Though the mechanism of the homologous exosome targeting to cancer cells remains unclear, it has been demonstrated that tumor cells readily agglomerate to solid tumors contributing to the surface proteins with homophilic adhesion domains such as integrin, focal adhesion proteins, and RHO family proteins [34, 35]. Current cancer targeting is achieved largely by receptor-ligand interactions on the specific surface antigens on cancer cells [36, 37], or by coating nanoparticles in cancer cell membrane to take advantage of the inherent cell-to-cell adhesion property of cancer cells [17-21]. Recently, nanoparticles were cloaking with red blood cell membranes or cancer cell membranes for long blood-circulation time and were capable of evading the immune system by the mechanisms of immune tolerance, immunosuppression, and immunosenescence [38]. The mechanism by which exosomes are absorbed by the receiving cancer cells remains unclear.

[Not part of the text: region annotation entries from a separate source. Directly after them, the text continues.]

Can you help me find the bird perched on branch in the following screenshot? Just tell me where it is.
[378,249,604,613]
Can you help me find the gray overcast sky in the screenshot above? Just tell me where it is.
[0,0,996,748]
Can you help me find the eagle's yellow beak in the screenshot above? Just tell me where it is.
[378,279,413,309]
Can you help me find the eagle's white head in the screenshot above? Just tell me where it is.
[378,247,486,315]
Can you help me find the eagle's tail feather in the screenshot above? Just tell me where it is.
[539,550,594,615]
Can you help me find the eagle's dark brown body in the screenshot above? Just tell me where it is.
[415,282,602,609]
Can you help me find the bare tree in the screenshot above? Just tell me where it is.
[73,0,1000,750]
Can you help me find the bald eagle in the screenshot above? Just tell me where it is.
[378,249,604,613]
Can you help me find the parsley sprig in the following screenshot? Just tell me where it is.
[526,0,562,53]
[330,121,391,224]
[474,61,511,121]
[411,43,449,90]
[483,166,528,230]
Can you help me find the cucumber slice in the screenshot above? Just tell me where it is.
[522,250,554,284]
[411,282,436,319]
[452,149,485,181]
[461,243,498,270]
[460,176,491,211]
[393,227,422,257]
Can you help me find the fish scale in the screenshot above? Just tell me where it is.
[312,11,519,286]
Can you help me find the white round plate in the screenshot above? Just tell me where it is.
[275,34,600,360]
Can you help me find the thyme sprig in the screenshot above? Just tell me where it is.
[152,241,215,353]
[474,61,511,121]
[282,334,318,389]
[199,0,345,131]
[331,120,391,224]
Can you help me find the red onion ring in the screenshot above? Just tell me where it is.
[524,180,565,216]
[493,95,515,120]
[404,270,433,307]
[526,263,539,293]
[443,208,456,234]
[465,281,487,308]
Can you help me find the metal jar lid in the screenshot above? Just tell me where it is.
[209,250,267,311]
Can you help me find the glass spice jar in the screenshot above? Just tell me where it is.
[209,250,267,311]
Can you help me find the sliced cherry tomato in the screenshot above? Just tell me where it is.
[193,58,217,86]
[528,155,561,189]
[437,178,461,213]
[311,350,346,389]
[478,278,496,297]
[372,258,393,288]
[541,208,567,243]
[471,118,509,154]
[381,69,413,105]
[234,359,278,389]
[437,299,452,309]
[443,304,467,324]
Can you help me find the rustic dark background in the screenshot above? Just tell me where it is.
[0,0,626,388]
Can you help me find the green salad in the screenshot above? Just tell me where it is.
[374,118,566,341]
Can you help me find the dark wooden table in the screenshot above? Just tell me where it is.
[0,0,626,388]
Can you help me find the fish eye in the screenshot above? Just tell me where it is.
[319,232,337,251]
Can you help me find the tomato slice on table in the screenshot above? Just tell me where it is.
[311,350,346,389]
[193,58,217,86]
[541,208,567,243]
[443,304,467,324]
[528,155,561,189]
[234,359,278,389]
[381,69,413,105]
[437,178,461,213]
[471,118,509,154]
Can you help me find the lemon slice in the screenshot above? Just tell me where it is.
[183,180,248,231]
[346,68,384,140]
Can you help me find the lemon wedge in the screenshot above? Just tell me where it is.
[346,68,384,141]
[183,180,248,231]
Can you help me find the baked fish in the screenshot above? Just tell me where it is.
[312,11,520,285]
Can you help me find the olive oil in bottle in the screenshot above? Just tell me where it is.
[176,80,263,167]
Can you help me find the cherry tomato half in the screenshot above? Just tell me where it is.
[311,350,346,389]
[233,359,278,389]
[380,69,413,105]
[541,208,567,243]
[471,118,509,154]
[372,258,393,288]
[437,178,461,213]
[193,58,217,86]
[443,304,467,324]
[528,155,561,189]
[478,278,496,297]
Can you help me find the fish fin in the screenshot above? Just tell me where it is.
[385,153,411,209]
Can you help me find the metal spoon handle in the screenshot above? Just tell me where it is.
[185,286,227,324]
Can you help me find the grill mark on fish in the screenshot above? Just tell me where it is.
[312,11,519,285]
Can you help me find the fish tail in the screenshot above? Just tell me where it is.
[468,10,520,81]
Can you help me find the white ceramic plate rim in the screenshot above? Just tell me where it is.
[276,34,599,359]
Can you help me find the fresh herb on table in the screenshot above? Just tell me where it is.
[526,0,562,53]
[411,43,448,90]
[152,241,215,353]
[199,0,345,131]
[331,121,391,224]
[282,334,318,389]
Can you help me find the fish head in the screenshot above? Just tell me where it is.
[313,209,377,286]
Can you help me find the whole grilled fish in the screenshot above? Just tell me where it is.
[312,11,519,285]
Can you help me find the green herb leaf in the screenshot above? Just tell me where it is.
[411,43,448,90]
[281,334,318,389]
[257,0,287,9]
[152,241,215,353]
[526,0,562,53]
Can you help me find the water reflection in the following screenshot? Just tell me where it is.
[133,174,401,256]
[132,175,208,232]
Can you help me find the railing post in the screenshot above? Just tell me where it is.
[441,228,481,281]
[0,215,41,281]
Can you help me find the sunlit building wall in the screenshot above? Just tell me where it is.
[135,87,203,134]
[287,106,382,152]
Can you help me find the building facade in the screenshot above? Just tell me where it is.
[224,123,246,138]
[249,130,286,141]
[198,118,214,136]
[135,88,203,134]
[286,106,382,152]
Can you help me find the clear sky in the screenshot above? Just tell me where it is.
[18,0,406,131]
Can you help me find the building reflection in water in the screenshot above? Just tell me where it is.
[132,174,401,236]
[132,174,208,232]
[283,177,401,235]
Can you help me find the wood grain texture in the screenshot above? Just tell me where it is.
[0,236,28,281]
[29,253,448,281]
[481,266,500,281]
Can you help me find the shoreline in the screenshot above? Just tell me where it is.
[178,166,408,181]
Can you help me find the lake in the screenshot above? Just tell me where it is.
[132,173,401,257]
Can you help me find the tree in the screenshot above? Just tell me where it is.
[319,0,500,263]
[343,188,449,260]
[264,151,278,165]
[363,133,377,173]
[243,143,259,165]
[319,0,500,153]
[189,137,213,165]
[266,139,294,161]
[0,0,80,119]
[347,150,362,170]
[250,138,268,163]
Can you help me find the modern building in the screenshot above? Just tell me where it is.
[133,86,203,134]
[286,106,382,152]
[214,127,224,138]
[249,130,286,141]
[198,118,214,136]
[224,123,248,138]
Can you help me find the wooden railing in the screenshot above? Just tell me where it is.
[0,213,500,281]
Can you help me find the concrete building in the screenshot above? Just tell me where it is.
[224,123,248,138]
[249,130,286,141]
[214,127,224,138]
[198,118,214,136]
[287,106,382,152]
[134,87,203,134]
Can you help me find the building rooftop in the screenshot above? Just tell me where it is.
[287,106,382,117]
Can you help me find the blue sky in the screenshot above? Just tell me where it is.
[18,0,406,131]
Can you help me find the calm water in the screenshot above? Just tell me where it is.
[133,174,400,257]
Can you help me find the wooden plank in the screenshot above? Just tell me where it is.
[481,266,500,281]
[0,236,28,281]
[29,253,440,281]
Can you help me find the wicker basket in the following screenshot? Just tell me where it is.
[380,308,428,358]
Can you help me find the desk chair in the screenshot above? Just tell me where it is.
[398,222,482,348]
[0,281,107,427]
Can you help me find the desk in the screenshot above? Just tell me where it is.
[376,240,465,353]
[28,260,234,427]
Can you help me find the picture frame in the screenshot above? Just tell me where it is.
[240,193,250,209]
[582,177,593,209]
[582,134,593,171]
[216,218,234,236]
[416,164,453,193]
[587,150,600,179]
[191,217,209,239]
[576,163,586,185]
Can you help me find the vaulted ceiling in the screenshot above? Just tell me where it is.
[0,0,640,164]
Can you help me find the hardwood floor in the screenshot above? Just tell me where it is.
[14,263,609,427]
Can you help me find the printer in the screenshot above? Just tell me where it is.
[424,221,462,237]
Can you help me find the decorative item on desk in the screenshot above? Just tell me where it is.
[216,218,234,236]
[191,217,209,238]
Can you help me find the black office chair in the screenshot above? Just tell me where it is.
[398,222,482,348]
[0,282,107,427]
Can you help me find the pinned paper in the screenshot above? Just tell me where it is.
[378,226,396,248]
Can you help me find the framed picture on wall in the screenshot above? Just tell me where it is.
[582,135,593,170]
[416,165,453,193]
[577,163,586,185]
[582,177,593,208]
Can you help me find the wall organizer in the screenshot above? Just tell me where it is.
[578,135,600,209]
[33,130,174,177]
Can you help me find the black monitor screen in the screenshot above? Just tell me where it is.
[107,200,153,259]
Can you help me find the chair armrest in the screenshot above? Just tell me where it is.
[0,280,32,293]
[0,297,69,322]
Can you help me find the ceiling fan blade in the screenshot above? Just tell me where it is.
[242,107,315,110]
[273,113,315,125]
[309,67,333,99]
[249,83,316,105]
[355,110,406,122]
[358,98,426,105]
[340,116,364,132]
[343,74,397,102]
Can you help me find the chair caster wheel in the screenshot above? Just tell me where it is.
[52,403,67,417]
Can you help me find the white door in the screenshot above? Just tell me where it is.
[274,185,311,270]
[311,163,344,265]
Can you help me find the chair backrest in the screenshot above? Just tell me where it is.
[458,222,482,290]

Isabella et al. showed that cancer exosomes fuse with parental cells through lipid mixing. The lipid composition of tumor cell membranes is a key factor in determining exosome to tumor cell fusion [10]. Tyson et al. showed that besides lipid composition, the unique protein composition of exosomes also facilitates the internalization of exosomes in cancer cells [39]. Ayuko et al. reported that unique exosomal integrins interact with cell-associated extracellular matrix (ECM), mediating exosomal uptake in the cell of specific target organs. For example, exosomes expressing integrin α6β4 and integrin α6β1 bind to lung-resident fibroblasts and epithelial cells in laminin-rich lung microenvironments, driving lung tropism in these exosomes [40]. Bong Hwan et al. revealed that exosomes play a critical role in the adhesion assembly of cancer cells, which promotes cell motility. A primary driver of said motility is fibronectin, which is an exosome cargo that uses integrin binding to sort into the exosomes [41]. Our proteomic results demonstrate that integrin might play a role in the adherence of exosomes to the recipient cancer cells. The cancer cells we screened share a number of integrins with their secreted exosome. Those exosomes adhere to specific ECM molecules (such as fibronectin, laminin, or collagen fibers) that facilitate their homing to the parent tumor tissues.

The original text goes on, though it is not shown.